Question 1: Do you have any comments on the proposed aims for the National Curriculum as a whole as set out in the framework document?
A curriculum that seeks to call itself world-class should begin with aims. The first and most important question a curriculum review should begin with is ‘What are we trying to achieve?’
There has been no public debate about the overall purpose of the curriculum. Why not?
Unless there is clarity, and some democratic consensus, about what a curriculum is seeking to achieve it is impossible to properly consider how a curriculum should be organised. The way learning is designed (its form) should reflect what it is trying to achieve (its function).

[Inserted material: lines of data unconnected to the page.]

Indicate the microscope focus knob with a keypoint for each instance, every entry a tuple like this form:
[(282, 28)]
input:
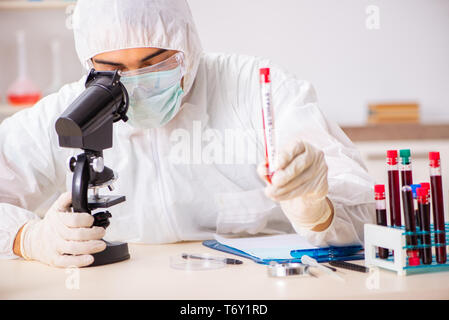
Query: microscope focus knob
[(98, 164), (71, 163)]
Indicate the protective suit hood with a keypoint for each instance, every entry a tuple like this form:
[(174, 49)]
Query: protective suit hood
[(109, 25)]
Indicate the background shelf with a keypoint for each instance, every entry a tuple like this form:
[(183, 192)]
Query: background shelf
[(20, 5)]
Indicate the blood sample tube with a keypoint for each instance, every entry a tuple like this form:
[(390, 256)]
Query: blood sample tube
[(417, 215), (393, 188), (424, 211), (426, 185), (409, 218), (381, 213), (406, 167), (437, 205), (268, 120)]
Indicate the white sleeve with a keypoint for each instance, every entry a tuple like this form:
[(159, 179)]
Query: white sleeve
[(31, 166), (350, 187)]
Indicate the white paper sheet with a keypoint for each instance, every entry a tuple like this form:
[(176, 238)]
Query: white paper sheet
[(268, 247)]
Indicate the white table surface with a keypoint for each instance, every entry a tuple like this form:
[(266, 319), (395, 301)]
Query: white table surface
[(148, 275)]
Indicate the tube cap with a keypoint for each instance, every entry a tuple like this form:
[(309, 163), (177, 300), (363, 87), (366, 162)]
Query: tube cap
[(264, 75), (414, 189), (405, 156), (413, 260), (434, 158), (425, 185), (379, 192), (392, 157), (421, 192), (379, 188)]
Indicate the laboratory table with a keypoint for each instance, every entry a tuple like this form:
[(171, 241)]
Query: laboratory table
[(148, 275)]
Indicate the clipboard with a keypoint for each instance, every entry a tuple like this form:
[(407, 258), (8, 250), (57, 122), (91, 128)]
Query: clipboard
[(321, 254)]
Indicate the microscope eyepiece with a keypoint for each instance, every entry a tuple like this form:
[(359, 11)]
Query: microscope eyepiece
[(87, 122)]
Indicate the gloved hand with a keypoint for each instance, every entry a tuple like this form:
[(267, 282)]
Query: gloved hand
[(62, 238), (300, 184)]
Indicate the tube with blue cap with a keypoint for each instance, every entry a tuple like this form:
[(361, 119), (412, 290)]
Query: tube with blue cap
[(417, 215)]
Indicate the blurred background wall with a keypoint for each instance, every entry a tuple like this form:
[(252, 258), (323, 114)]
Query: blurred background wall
[(353, 51)]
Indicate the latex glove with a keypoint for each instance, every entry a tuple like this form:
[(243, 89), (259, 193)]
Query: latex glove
[(62, 238), (300, 184)]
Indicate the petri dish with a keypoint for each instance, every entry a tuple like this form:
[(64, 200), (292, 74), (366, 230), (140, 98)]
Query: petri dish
[(196, 261)]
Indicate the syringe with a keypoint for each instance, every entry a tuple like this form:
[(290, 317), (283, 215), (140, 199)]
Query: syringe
[(268, 121), (309, 261)]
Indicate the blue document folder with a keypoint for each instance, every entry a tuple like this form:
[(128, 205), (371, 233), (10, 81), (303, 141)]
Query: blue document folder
[(320, 254)]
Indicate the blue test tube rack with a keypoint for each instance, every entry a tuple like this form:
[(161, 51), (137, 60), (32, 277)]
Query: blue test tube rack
[(394, 239)]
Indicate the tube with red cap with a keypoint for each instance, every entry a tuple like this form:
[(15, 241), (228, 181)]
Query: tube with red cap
[(268, 120), (406, 167), (410, 226), (424, 213), (381, 213), (393, 188), (438, 207)]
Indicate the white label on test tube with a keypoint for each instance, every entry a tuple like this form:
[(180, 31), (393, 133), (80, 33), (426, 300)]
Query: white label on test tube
[(268, 120)]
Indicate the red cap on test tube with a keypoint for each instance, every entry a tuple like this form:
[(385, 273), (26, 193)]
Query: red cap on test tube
[(392, 157), (379, 192), (264, 75), (413, 258), (434, 158)]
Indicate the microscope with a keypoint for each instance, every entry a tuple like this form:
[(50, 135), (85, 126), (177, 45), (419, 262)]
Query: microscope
[(87, 124)]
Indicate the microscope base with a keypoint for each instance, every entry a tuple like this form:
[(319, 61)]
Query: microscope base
[(114, 252)]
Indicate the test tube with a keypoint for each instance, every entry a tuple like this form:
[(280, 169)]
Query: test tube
[(406, 167), (268, 120), (393, 188), (417, 215), (381, 213), (424, 211), (409, 218), (437, 205)]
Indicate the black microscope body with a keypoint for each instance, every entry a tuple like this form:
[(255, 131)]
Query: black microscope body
[(87, 124)]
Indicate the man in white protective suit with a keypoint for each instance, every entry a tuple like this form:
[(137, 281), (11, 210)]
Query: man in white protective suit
[(178, 160)]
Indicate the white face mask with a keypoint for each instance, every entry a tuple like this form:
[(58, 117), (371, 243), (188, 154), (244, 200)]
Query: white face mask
[(154, 97)]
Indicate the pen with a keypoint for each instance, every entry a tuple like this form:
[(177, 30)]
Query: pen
[(349, 266), (226, 260)]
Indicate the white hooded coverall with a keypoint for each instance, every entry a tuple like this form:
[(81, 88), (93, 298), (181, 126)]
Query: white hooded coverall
[(186, 180)]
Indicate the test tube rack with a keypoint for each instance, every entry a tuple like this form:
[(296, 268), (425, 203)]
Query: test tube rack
[(394, 239)]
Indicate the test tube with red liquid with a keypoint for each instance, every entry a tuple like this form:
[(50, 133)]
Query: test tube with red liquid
[(415, 188), (393, 188), (438, 207), (410, 226), (381, 213), (406, 167), (268, 121), (424, 212)]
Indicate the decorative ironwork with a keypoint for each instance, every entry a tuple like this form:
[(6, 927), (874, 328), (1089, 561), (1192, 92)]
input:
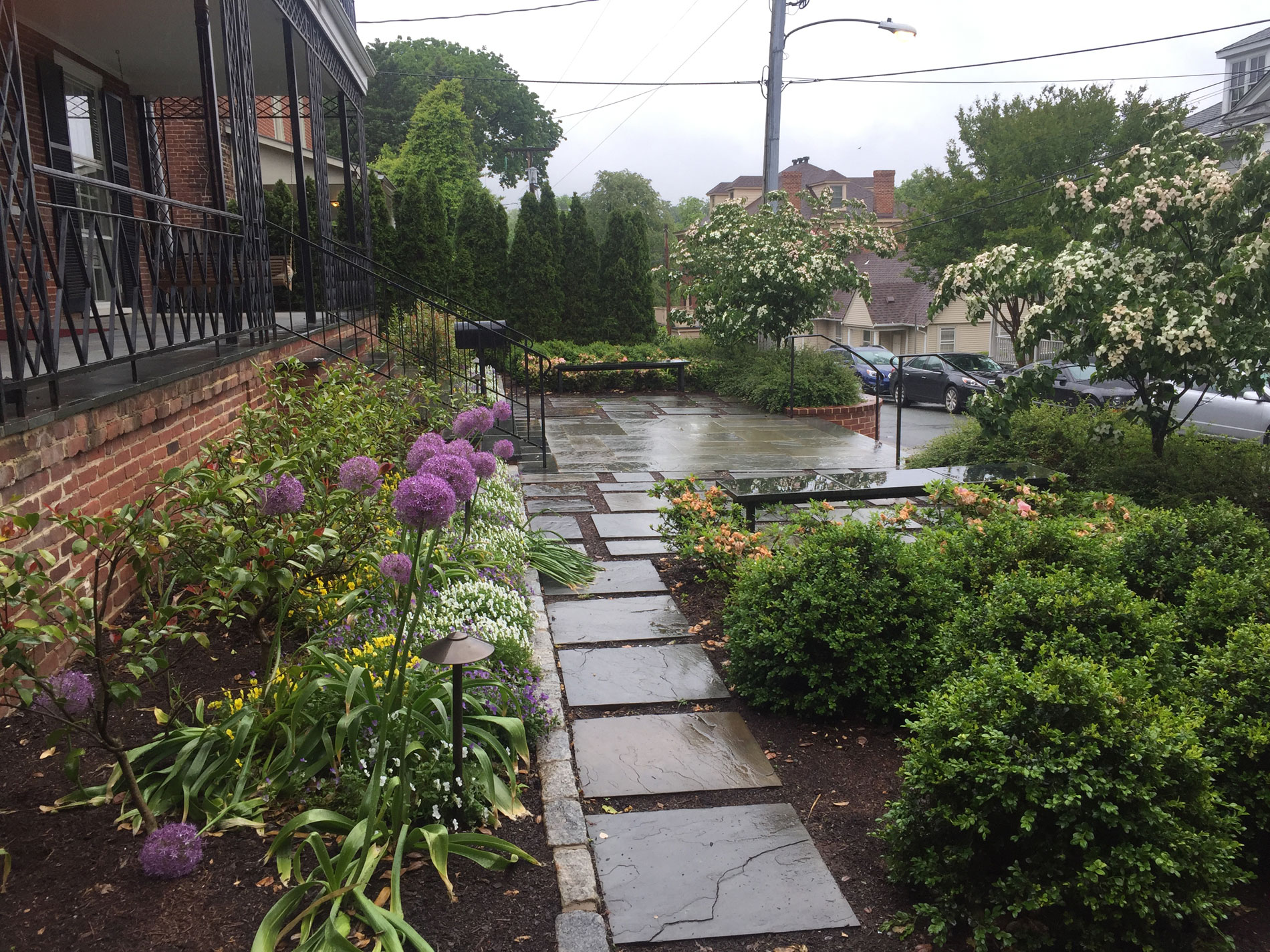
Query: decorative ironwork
[(28, 329), (306, 25), (249, 190), (326, 234)]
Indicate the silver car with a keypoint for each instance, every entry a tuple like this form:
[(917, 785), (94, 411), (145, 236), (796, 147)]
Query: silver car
[(1244, 417)]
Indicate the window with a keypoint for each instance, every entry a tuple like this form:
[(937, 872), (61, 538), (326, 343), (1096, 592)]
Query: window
[(1239, 77), (88, 156)]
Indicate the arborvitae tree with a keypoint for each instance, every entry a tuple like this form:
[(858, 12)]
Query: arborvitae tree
[(580, 277), (533, 300), (423, 251), (625, 281), (481, 254)]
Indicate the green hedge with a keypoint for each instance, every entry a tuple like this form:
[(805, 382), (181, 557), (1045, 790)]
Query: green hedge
[(753, 375), (1061, 808), (1100, 451)]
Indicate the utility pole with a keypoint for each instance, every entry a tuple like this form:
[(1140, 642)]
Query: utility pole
[(775, 80), (529, 160)]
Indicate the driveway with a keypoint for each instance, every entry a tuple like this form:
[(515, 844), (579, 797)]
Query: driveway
[(921, 424)]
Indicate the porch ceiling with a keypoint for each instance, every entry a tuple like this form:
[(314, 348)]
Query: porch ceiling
[(150, 43)]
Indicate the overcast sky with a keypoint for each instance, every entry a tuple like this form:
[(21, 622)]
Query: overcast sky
[(688, 139)]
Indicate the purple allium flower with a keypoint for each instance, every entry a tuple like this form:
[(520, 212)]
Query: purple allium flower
[(457, 471), (282, 495), (361, 475), (471, 422), (457, 447), (424, 448), (172, 850), (73, 689), (396, 568), (424, 500)]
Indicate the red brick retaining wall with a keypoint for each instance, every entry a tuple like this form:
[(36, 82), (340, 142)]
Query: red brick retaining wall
[(103, 457), (856, 417)]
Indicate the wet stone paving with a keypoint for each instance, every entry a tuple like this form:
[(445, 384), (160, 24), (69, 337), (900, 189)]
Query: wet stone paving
[(668, 875)]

The Geographical Association wrote wonderfully about this in a former review when they said “Let us finish with the traditional school curriculum in which subjects are served up as ends in themselves. Let us dig deeper and use subjects as the vast and inspiring resources they are for serving the educational goals we value.”
In previous reviews undertaken by educational experts there has been such a debate. For example, you might examine the ‘Futures Challenge’ undertaken by the former QCA as part of the preparation for the last Secondary review. (Now quietly hidden away in the National Archive see http://tinyurl.com/bt4pxs6 ). You might also look at the work on aims undertaken by the Cambridge Primary Review or by the Rose Review.
In these reviews there was widespread public debate. For example a whole series of booklets produced by QCA captured the views of employers, parents, teachers, pupils and subject associations. One booklet, titled ‘1000 Words to Shape the Future’ received contributions from more than 56 different organisations including submissions from organisations as diverse as the Institute of Directors, Youth Justice Board, Amnesty International and the Girls’ School Association.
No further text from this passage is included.